Welcome to the Spotify Rehydrator!

The Spotify Rehydrator was created to provide a simple way to generate full datasets of track features from user-owned Spotify data. It relies on the excellent Spotipy library and brings together a series of API calls in a convenient way that can manage data from multiple different people, as would be common in a research study. It can also be used by individuals who are curious to learn more about their own data! The idea of a rehydrator was inspired by similar work being done to enable sharing of Twitter datasets for research purposes.

Before you use the rehyrdator, please make sure to read the Disclaimers to get an understanding of the limitations of the search strategy used.

User Guide

The Spotify Rehydrator primarily operates through the Rehydrator class.
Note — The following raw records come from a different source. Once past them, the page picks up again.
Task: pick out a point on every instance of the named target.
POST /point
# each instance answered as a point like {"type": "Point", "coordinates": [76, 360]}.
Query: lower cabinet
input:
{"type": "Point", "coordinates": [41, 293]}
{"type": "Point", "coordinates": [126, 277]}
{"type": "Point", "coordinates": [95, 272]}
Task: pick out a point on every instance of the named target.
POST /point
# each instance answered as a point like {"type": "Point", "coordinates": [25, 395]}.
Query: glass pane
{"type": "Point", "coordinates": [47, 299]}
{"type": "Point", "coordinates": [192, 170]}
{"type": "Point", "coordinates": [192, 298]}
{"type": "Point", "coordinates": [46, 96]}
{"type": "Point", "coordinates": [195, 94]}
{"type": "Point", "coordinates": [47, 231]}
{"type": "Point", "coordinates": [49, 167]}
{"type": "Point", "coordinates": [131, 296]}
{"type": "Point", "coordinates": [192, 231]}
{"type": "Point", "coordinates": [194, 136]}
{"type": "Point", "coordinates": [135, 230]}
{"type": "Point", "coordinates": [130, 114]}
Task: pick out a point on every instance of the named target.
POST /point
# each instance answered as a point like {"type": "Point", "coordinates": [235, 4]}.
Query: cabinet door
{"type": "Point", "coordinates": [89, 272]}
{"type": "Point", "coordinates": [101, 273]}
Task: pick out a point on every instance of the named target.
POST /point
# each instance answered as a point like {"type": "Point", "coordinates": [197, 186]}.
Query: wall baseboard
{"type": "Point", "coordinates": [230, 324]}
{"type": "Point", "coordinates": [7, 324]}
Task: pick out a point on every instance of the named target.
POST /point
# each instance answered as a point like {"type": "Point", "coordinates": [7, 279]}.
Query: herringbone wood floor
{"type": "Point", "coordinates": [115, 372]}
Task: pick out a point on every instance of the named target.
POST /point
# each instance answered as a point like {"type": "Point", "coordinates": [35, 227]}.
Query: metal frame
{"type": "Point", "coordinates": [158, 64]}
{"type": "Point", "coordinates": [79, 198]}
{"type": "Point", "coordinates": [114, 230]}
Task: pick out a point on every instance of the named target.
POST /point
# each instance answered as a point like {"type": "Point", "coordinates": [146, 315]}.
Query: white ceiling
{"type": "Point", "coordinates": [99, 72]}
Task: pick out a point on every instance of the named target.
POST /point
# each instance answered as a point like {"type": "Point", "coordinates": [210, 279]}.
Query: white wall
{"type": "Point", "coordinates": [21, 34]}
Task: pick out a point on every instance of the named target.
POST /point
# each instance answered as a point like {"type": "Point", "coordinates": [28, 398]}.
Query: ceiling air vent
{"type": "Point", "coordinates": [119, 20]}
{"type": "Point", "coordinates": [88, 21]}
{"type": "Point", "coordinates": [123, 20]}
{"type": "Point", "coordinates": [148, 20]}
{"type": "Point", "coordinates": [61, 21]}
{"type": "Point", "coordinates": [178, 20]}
The required inputs for this class are an input folder, an output folder and a Client ID and Client Secret from the Spotify Developer Portal. These are used for authenticating the API calls. You can then call the run() method.

Note

To request developer credentials go to Spotify’s developer portal. You will need to ‘create an app’ which have credentials associated with it. Your app dashboard will give you access to your Client ID and a Client Secret.

Install the Spotify Rehydrator using pip::

pip install spotifyrehydrator

Assuming you have set your Client ID and Client Secret as environment variables then this is an example of how you could run the Rehydrator:

import os
from spotifyrehydrator import Rehydrator

Rehydrator(
    input_path=os.path.join(pathlib.Path(__file__).parent.absolute(), "input"),
    output_path=os.path.join(pathlib.Path(__file__).parent.absolute(), "output"),
    client_id=os.getenv("SPOTIFY_CLIENT_ID"),
    client_secret=os.getenv("SPOTIFY_CLIENT_SECRET"),
).run(return_all=True)

The .run() argument will by default return the following information as columns: spotify track ID of the returned track, the name of the artist of the returned track, the name of the returned track. This will be joined with the searched artist and track, the person ID where relevant, and the time metadata in the original .json file. There are then three optional arguments: * artist_info = True will return the popularity of the artist returned and a list of genres attributed to that artist, provided by the Artists API endpoint * audio_features = True will return a column for each of the audio features provided by the Tracks API. * return_all = True will return both the above.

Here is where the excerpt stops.